そして、二つの身体はその場に崩れ落ちた。
「翔!琴ちゃん!」
「充、要一の奴呼べ!!後、優にも連絡!!」
「今かけてる!あ・・・要一、今すぐ・・・・。」
「琴ちゃん!琴ちゃん!琴ちゃん!!!!!」
「おい翔!翔!!だめだ、こっちもピクリともしねー。」
それから、すぐに優が手配した救急車のサイレンが聞こえてきて、優と数人のスタッフがその場に現れた。
「優、こっちこっち!」
護が真琴に負担がかからないように抑えめに叫んだ。
「何があったのこの部屋は!?嵐でも通り過ぎた?」
「いいから、こっちが先!特に琴ちゃんはマジ死んじゃいそう!!」
「え・・・・っ・・・すぐに搬送するよ。たんかと、あと酸素!それから救急車に止血剤準備して!」
「はい!」
言われたスタッフ達はすぐに準備に取り掛かった。優はすぐに、真琴に向き直ると、床に真琴を寝かせ傷口を見た。
「こりゃ・・・ひどいね・・・。何に貫かれた?」
「手。」
「手!?・・・って・・・まさかそれで翔の手に血がついてるとかじゃないよね?」
「その通り。翔がやったんだよ。」
「んな!?そりゃこうなるわな・・・。ちょっとこれは危険だなぁ・・・要一には連絡した?」
「なんか病院に行くからって・・・今からここくるより、病院行った方が早いからってさ。」
「わかったすぐに搬送する方がいいんだね。で?翔はなんなの?」
「意識不明ですねー。」
「そりゃ見ればわかるさ。なんでそうなってんの?暴走したなら前見たく混乱してても意識はあったでしょうに!」
「琴ちゃんの力でね。たぶん体の機能低下してるんじゃないかって、香月が言ってた。
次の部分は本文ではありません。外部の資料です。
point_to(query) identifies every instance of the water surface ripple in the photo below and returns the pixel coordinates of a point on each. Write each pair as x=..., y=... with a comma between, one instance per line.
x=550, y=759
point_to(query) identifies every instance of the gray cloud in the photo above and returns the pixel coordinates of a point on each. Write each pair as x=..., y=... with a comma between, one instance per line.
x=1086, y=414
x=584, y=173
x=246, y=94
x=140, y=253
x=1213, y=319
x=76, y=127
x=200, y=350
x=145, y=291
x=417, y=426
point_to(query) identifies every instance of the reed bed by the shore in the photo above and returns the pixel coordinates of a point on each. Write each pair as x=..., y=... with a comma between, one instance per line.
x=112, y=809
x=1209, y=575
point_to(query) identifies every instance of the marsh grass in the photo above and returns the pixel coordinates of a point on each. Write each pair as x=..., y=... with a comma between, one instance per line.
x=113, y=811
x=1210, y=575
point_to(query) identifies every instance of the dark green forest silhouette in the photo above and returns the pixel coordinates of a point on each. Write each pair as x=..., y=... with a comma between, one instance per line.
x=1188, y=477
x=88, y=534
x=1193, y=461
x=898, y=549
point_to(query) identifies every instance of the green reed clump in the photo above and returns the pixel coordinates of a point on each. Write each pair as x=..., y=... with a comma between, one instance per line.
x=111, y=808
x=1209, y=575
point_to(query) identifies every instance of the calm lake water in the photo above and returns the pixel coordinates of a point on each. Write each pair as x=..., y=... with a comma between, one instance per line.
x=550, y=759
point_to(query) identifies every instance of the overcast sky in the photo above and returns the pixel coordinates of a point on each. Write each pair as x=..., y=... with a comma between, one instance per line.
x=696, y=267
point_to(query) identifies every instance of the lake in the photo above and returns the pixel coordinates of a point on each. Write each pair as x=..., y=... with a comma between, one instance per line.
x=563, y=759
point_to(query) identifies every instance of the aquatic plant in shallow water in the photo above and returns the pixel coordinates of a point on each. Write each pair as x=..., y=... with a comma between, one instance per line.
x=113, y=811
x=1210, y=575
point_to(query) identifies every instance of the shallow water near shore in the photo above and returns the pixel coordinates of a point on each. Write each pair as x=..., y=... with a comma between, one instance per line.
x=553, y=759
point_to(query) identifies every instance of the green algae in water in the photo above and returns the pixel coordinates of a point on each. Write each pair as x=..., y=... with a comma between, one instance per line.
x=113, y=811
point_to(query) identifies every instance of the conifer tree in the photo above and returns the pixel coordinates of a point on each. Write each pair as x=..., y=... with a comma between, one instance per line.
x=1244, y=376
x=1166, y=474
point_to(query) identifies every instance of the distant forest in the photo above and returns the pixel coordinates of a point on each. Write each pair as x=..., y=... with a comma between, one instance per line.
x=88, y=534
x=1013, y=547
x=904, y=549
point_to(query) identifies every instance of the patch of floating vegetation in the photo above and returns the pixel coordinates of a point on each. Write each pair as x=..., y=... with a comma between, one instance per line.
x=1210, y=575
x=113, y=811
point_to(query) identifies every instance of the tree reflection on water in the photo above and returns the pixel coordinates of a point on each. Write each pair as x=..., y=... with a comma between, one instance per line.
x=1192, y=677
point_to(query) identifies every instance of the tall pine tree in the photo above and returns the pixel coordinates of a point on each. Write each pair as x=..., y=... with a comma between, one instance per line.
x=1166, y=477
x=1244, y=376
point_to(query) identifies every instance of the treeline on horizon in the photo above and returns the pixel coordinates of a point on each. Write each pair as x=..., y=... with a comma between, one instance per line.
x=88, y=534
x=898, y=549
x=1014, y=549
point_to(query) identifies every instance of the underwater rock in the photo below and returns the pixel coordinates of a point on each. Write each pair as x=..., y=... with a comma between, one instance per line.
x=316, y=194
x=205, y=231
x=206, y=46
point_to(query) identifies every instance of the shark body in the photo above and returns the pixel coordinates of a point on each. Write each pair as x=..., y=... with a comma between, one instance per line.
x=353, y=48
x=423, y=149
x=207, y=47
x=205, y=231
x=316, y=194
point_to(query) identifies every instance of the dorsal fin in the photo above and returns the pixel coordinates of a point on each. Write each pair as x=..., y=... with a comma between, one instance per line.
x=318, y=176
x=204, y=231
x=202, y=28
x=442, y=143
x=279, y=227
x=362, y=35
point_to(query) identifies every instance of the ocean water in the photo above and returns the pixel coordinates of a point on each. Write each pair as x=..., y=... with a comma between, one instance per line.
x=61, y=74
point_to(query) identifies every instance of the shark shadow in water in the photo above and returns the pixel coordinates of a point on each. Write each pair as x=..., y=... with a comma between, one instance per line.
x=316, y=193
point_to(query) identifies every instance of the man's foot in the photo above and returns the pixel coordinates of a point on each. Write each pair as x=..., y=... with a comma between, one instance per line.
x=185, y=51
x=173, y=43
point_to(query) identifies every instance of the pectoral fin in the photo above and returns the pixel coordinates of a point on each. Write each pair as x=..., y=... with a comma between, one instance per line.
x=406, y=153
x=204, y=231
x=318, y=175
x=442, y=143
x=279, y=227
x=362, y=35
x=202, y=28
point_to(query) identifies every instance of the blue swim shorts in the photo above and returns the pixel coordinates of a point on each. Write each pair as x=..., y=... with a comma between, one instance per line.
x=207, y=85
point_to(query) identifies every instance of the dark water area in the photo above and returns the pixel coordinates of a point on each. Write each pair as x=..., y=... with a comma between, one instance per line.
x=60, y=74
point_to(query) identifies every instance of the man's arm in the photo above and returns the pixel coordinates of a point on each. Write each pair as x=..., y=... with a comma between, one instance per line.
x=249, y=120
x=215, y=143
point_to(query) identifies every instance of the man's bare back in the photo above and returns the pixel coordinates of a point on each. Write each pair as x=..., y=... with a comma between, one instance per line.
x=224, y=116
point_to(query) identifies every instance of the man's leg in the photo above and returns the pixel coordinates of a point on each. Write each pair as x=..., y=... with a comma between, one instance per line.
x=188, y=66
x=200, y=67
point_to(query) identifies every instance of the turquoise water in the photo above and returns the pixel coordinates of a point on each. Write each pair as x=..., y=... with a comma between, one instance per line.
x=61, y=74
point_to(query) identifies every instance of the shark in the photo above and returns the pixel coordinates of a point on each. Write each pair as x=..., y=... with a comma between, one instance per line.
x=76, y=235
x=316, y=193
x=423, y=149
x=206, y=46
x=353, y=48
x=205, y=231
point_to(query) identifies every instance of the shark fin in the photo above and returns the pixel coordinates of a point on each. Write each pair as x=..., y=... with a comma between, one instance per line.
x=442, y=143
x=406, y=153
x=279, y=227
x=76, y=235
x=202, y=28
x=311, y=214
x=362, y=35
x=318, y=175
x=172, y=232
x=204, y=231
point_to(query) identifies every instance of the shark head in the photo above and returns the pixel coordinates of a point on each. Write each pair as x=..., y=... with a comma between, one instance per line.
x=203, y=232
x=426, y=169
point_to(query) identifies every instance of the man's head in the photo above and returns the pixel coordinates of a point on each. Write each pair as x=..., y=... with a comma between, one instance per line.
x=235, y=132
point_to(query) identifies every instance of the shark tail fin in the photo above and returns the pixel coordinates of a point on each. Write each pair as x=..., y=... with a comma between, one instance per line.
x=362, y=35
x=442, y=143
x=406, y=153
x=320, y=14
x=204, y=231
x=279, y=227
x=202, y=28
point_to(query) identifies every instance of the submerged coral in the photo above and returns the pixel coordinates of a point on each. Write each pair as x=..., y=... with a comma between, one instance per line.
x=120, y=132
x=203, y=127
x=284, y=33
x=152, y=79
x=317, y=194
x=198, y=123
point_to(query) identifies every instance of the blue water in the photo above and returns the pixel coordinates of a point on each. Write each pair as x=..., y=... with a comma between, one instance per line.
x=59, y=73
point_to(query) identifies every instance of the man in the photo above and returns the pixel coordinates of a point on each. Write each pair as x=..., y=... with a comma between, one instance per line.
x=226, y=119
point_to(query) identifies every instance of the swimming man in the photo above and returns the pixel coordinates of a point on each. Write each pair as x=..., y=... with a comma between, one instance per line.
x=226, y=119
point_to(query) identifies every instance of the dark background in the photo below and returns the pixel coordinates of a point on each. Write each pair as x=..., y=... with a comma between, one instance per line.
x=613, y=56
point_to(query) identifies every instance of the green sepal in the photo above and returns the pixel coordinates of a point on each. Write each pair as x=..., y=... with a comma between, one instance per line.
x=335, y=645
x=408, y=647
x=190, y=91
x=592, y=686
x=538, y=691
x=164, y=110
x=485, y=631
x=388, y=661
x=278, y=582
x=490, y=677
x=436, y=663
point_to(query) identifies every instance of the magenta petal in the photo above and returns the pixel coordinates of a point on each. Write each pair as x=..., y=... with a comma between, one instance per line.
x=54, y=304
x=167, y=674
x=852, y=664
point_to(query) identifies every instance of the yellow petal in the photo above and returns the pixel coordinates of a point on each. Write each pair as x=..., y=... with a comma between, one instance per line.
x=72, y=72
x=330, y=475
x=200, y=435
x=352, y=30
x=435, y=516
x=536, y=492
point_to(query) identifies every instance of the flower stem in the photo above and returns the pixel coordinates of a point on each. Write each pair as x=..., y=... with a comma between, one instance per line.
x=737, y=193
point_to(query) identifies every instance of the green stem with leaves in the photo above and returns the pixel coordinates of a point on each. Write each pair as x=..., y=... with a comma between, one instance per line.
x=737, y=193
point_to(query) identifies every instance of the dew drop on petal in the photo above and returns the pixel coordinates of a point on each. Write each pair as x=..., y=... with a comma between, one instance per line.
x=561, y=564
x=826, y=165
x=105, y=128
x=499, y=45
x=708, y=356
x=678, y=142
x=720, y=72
」
「真琴君の能力?この子一般人じゃなかったの?」
「違ったみたいだよ、琴ちゃんの能力は『抑制』。」
「え・・・じゃあ、真琴君が・・・・。」
「そう『白姫』。わかりやすいでしょ?」
「そう言う事を言ってる場合じゃないけどね。ま、翔の方はそんな急ぎでもなさそうか。とりあえず真琴君だ。死なせるわけにはいきそうもないし、僕は医者だからね。」
「優頑張って。」
「琴ちゃん死なせたら許さないよん?」
妙にテンション高い気がするのは、無理してるからかなと優は思った。そうこうしているうちにたんかと用意してと言ったスタッフが現れ、真琴が運び出されて行った。
「翔は、怪我とかなさそうだし、誰か下まで運んでくれる?」
「わかった。香月がやるよ。」
「お前も手伝うんだよ、俺一人で運べるわけあるか!!」
「俺は琴ちゃんの付き添いするからね。充よろしく。」
「わかった。ほら、香月そっち持って。」
二人はそれぞれ救急車に乗せられ、優の勤める病院に向かった。
久々の登場の優。
病院とか詳しくないんで、担架とか適当ですので、ご了承ください。